The estimated carcinogenic risk (CR) of PTEs in soil samples is presented in Table 7. The estimated all the investigated PTEs are in children (1.12 × 10–10 to 3.55 × 10–2) and adults (1.39 × 10–11 to 4.45 × 10–3) through ingestion, children (2.71 × 10–13 to 6.89 × 10–10) and adult (5.59 × 10–14 to 1.43 × 10–10) through inhalation, and children (2.55 × 10–7 to 7.27 × 10–5) and adult (2.25 × 10–7 to 2.89 × 10–5) through dermal pathway. The CR of Cd for the ingestion pathway exceeded the permissible limit of (1 × 10–6 to 1 × 10–4) signifying probable cancer development. Taiwo et al. [63] reported that Cd contributes 82–86% of the total carcinogenic effect. It has been reported that Cd causes persistent toxicity and acute adverse health effects on the kidney, liver, vascular, and immune systems [64]. The higher CR for ingestion obtained in this study is similar to trends reported in similar studies [38, 44, 48].
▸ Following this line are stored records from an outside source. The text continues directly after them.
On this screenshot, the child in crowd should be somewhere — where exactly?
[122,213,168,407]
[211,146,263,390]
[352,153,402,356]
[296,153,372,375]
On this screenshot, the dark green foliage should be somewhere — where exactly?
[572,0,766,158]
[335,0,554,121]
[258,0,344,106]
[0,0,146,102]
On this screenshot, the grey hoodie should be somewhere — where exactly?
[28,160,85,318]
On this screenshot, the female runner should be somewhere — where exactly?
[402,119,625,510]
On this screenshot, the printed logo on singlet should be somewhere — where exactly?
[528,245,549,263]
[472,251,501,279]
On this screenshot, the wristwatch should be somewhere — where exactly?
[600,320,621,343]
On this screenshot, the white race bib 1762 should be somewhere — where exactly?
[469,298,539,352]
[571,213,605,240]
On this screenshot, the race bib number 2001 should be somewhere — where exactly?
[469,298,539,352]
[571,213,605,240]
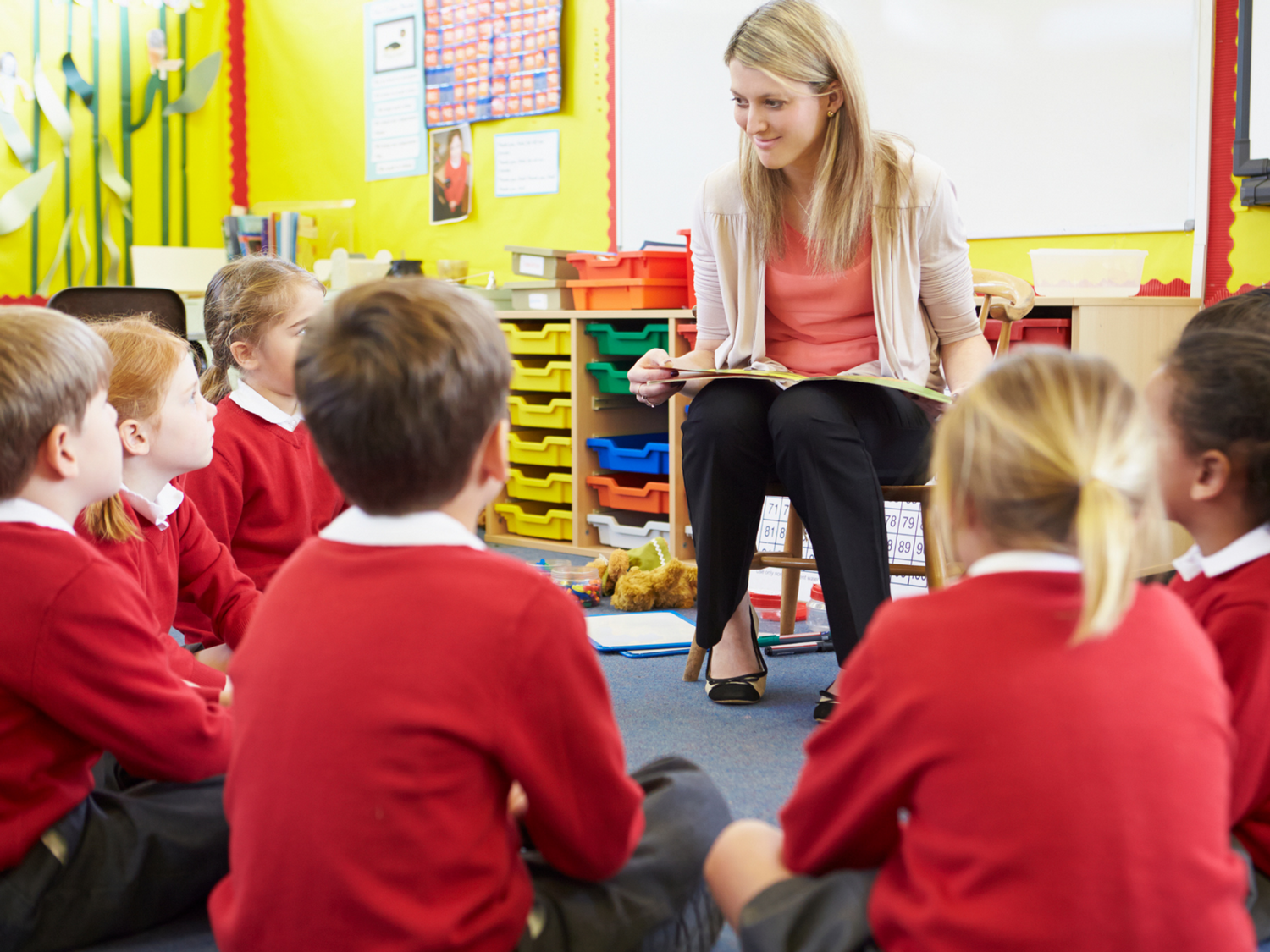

Table 7 Carcinogenic risk of potentially toxic elements in soil samples

4 Conclusion

The assessment of PTEs in the surrounding soil of the cement plant was evaluated using the geochemical load index, ecological and health risk indices. The concentrations of the investigated PTES were lower than the background values. The relative abundance declined in the order of Al > Fe > Mn > Zn > Ti > Ba > Sr > Pb > Cu > V > Cr > Ni > As > Sc > Mo > Hg > Cd > Se > Sb > Co. The geochemical load index revealed that the investigated samples ranged from unpolluted to moderate with PTEs. Ecological risk categorized the investigated soil under the low ecological risk class, with Hg contributing 49.5% to the overall ecological risk. The health risks of ADDs and HQs revealed similar trends for ingestion, dermal, and inhalation pathways for both children and adults. The values of HI for ingestion, inhalation, and dermal pathways obtained are less than one (< 1), which signifies negligible or no non-carcinogenic adverse effects likely to occur. The CR for the ingestion exposure pathway exceeded the permissible limit (1 × 10–4) for both children and adults, and Cd was the major contributor to carcinogenic effects, which suggests possible cancer development in residents.